Replacing first column csv with variable

Question

I can't believe I couldn't find my question anywhere else in the bash/linux community. I simply want to replace the first column of my csv file with a variable...

0,8,9,10
0,8,9,10
0,8,9,10
0,8,9,10
0,8,9,10
0,8,9,10


2/24/14,8,9,10
2/24/14,8,9,10
2/24/14,8,9,10
2/24/14,8,9,10
2/24/14,8,9,10
2/24/14,8,9,10

I simply just want to replace the first column with $date, but all the awk commands don't allow a variable as a the replacement.

Answer 1

Every time you deal with complex data format you should use proper parser and CSV is complex data format (and without any proper definition and full of quirks. No RFC 4180 is not the definition. It is rather joke. There is a lot of data violating RFC 4180 and almost every decent CSV parser out there is ignoring this RFC because it would not work.)
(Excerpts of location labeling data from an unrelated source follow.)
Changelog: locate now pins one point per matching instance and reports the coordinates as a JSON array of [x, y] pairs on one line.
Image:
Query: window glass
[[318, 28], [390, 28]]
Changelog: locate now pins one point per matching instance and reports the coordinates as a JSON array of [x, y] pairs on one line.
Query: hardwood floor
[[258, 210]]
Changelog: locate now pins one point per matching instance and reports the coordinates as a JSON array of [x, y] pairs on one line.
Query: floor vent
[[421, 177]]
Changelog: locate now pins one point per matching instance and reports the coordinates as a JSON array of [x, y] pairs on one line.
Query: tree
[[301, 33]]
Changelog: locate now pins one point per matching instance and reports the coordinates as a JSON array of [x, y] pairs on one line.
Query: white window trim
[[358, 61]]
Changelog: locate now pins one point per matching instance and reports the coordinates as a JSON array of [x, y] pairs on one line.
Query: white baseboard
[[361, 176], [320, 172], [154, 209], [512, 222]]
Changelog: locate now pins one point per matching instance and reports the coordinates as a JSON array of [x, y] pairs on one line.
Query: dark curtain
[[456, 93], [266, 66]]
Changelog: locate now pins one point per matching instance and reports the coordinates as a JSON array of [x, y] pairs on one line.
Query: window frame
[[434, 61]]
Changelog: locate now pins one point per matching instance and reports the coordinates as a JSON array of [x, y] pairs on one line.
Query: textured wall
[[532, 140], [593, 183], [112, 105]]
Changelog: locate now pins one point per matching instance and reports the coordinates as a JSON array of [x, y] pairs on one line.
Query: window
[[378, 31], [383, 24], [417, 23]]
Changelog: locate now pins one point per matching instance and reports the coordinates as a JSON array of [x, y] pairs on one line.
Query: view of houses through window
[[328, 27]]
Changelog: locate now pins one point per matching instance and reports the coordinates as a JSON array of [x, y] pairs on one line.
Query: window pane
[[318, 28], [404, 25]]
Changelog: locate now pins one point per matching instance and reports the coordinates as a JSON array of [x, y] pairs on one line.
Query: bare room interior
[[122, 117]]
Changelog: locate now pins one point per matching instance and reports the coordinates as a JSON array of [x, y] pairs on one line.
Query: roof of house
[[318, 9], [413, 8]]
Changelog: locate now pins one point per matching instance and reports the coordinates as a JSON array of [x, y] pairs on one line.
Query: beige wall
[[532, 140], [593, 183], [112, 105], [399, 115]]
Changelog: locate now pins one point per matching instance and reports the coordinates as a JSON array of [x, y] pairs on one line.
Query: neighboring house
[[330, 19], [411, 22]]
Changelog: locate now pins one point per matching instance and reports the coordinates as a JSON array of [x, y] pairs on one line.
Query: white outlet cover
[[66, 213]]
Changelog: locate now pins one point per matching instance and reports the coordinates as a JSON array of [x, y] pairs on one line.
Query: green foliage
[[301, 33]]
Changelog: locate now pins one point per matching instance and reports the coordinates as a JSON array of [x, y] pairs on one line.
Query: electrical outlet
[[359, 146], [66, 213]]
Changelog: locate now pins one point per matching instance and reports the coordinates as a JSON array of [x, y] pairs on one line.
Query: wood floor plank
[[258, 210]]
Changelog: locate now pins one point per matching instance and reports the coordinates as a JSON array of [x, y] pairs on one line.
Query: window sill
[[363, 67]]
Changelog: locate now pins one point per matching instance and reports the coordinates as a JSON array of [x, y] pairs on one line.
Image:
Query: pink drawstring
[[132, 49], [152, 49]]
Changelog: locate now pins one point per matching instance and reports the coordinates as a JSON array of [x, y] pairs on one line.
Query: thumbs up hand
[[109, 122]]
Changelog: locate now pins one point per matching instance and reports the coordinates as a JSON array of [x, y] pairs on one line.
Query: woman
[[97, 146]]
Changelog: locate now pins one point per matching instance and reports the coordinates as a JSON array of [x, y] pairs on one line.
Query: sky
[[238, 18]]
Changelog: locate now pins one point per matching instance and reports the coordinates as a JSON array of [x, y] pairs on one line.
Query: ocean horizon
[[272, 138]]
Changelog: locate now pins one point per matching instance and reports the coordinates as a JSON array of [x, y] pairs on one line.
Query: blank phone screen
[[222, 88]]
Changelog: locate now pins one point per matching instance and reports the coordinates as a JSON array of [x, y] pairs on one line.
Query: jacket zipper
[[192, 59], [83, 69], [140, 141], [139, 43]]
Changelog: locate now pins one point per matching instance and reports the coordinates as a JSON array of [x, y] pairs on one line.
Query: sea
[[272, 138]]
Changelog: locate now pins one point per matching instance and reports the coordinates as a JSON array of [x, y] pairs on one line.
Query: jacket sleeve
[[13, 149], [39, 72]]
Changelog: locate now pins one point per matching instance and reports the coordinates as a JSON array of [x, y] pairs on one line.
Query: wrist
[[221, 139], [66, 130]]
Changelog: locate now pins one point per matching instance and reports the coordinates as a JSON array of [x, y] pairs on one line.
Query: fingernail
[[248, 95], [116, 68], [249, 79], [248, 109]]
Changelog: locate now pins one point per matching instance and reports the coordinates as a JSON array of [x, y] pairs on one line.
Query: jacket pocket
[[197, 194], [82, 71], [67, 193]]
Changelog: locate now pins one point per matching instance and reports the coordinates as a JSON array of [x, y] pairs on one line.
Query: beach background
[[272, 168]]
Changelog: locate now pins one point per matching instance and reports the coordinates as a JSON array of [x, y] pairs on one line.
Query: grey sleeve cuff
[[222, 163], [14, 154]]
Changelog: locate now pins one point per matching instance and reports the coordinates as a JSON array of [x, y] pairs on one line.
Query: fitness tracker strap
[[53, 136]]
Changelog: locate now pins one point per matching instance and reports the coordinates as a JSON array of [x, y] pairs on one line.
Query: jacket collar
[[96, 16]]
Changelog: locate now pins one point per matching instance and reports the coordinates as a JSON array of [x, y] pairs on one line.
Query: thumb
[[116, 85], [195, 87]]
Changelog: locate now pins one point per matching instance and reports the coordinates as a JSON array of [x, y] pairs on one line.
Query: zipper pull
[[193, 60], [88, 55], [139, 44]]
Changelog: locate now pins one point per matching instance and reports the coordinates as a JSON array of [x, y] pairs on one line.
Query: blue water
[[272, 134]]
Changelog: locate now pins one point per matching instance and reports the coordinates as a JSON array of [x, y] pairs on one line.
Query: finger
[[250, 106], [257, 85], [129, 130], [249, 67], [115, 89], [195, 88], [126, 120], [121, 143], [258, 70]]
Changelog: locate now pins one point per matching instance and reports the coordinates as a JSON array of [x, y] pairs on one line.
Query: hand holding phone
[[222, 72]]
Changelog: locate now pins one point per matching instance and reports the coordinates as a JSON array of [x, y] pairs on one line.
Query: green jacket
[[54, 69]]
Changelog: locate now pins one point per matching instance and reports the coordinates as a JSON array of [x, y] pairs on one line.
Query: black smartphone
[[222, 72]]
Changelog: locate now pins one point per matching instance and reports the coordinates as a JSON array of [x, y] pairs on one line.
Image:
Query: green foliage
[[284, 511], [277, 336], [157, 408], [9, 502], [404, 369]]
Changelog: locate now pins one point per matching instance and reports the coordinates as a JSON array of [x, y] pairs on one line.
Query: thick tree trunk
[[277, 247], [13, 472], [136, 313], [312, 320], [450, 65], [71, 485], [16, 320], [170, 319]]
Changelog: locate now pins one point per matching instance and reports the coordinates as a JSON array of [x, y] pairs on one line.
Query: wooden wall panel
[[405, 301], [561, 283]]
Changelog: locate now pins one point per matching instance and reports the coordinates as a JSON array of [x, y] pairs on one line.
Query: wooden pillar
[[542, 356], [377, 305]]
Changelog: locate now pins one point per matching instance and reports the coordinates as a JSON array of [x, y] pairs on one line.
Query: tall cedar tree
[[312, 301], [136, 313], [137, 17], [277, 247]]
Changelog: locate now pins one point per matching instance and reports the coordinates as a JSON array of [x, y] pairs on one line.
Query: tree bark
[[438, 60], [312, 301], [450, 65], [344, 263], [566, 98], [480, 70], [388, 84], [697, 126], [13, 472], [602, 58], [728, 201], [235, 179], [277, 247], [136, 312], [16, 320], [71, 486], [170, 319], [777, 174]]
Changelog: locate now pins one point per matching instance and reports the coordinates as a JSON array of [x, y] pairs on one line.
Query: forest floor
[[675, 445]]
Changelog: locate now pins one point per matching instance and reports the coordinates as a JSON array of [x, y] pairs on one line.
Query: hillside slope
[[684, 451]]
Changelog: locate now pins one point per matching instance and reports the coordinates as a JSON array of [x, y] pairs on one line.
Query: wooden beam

perl -mText::CSV_XS -e'$d=shift@ARGV;$csv=Text::CSV_XS->new({ binary => 1, eol => $/ });while(my$row=$csv->getline(*ARGV)){$$row[0]=$d;$csv->print(*STDOUT,$row)}' "$date"

Answer 2

perl -pe 's/.*?,/2\/24\/14/' your_file

tested here

Answer 3

Changing to current date using awk

echo "0,8,9,10" | awk '{sub(/[^,]+/,d)}8' d="$(date +'%d/%m/%y')"
25/02/14,8,9,10

[^,]+ everything that is not a , will be replaced with d date

Answer 4

sed 's#^[^,]*#2/24/14#' filename

should do it. If you want to work with the current date, you should do:

DATE=$(date +'%d/%m/%y')
sed "s#^[^,]*#$DATE#" filename

This is looking for the first item before the comma and replace it with the date. The use of # as delimiter allows you to type in the date without having to escape the / character.

Answer 5

This should work:

awk -v dt="$date" 'BEGIN{FS=OFS=","}{$1=dt}1' inputFile

Explaination:

• Use -v option to set an awk variable and assign it your shell variable.
• Set the Input Field Separator and Output Field Separator to , (since it is a csv)
• Set the value of $1 to your awk variable.
• 1 is to print the line with modified $1.